No, something even more asinine than non-news news and demonic detectives filled the screen. The weather wonks on local television were giving the White Death timeline for Saturday. For an inch of snow. Nope - that doesn't accurately portray my incredulity. Take two: FOR ONE INCH OF SNOW.
I know the silly season is upon us, with global warming ripping the icebergs out from under some poor polar bear's feet even as we speak. Yet breaking out the sled dogs for an inch of snow? What have we become - Southerners?
I thought us Northerners were made of sterner stuff. Not as hale and hearty as our Alaskan countryfolk, but able to at least withstand an inch of two of powder without calling in the National Guard. Speaking of which…

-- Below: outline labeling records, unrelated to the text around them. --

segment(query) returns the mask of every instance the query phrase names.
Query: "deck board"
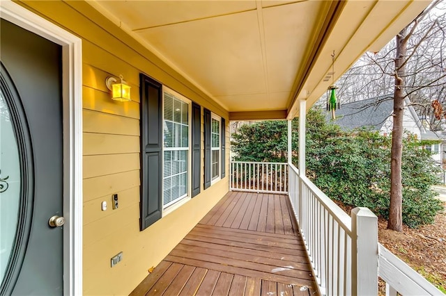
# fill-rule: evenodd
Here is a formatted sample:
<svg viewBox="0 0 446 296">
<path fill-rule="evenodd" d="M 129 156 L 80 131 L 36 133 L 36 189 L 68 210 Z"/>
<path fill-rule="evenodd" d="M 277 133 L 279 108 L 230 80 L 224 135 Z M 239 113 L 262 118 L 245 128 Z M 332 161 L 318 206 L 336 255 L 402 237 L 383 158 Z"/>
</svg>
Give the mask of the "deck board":
<svg viewBox="0 0 446 296">
<path fill-rule="evenodd" d="M 317 295 L 291 211 L 286 195 L 229 192 L 131 295 Z"/>
</svg>

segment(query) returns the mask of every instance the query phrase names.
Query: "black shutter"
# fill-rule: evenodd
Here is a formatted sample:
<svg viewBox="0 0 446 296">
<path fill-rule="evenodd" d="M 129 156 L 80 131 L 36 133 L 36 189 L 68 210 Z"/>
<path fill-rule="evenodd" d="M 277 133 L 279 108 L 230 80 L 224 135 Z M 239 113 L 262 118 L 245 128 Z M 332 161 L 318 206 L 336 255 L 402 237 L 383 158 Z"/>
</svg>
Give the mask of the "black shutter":
<svg viewBox="0 0 446 296">
<path fill-rule="evenodd" d="M 140 75 L 141 230 L 161 218 L 162 110 L 161 83 Z"/>
<path fill-rule="evenodd" d="M 221 154 L 222 154 L 222 179 L 224 178 L 225 172 L 226 172 L 226 123 L 224 118 L 222 117 L 222 131 L 221 131 L 221 136 L 222 136 L 222 146 L 221 146 Z"/>
<path fill-rule="evenodd" d="M 192 103 L 192 197 L 200 193 L 201 149 L 201 107 Z"/>
<path fill-rule="evenodd" d="M 204 109 L 204 189 L 210 186 L 210 111 Z"/>
</svg>

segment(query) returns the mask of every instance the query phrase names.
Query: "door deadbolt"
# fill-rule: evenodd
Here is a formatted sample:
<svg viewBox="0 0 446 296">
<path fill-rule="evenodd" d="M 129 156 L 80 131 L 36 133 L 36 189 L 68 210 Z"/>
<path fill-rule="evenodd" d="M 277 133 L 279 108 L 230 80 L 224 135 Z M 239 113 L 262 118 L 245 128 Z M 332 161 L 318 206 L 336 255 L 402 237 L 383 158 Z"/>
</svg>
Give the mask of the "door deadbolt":
<svg viewBox="0 0 446 296">
<path fill-rule="evenodd" d="M 52 227 L 58 227 L 65 224 L 65 218 L 59 216 L 52 216 L 48 221 L 48 224 Z"/>
</svg>

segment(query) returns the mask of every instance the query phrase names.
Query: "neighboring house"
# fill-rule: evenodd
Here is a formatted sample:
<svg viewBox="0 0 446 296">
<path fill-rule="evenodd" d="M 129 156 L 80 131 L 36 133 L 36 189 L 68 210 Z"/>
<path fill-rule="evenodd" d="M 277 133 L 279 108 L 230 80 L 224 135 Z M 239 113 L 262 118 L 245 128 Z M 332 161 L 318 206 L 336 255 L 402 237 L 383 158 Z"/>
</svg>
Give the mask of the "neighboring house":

Back in my younger days I spent an Army training winter in Alabama. The entire state would come to a screeching, slipping halt when a quarter inch of the white stuff hit the pavement. You would have thought a banana peel truck overturned just as the Three Stooges were touring the Heart of Dixie.
Hilarity ensued – as in, I laughed myself silly at their panicked response. Though, to be fair, one of my fellow soldiers was from Hawaii and did not see the humor in it at all.
Remember when the flurry freak-outs did not occur until the measuring stick hit eight inches? You could tell, because the meteorologist would dutifully go out on the TV station’s deck and plunge a ruler into a snow drift. “Yup, eight inches of the white stuff. Back to you only ten feet away from me in the studio, Chet.”
Those days are now as rare as a male morning news anchor. If a cocaine bust happens in the middle of August there’s sure to be some weatherman decked out in thermals and a Russian Cossack hat attempting to determine the depth of the “snow.”
Fortunately, the viewing public has become so jaded to dire weather warnings that they react with the same amount of urgency reserved for Black Friday sales. (that was sarcasm, Ladies and Gentlemen). Do you want to play “Survivor – the Home Game?” Try going to the grocery store after a prophecy of snow and reach for a loaf of bread without pulling back a bloody stump.
This weekend’s forecast calls for widespread panic with traces of overreaction – dress, drive and shop accordingly.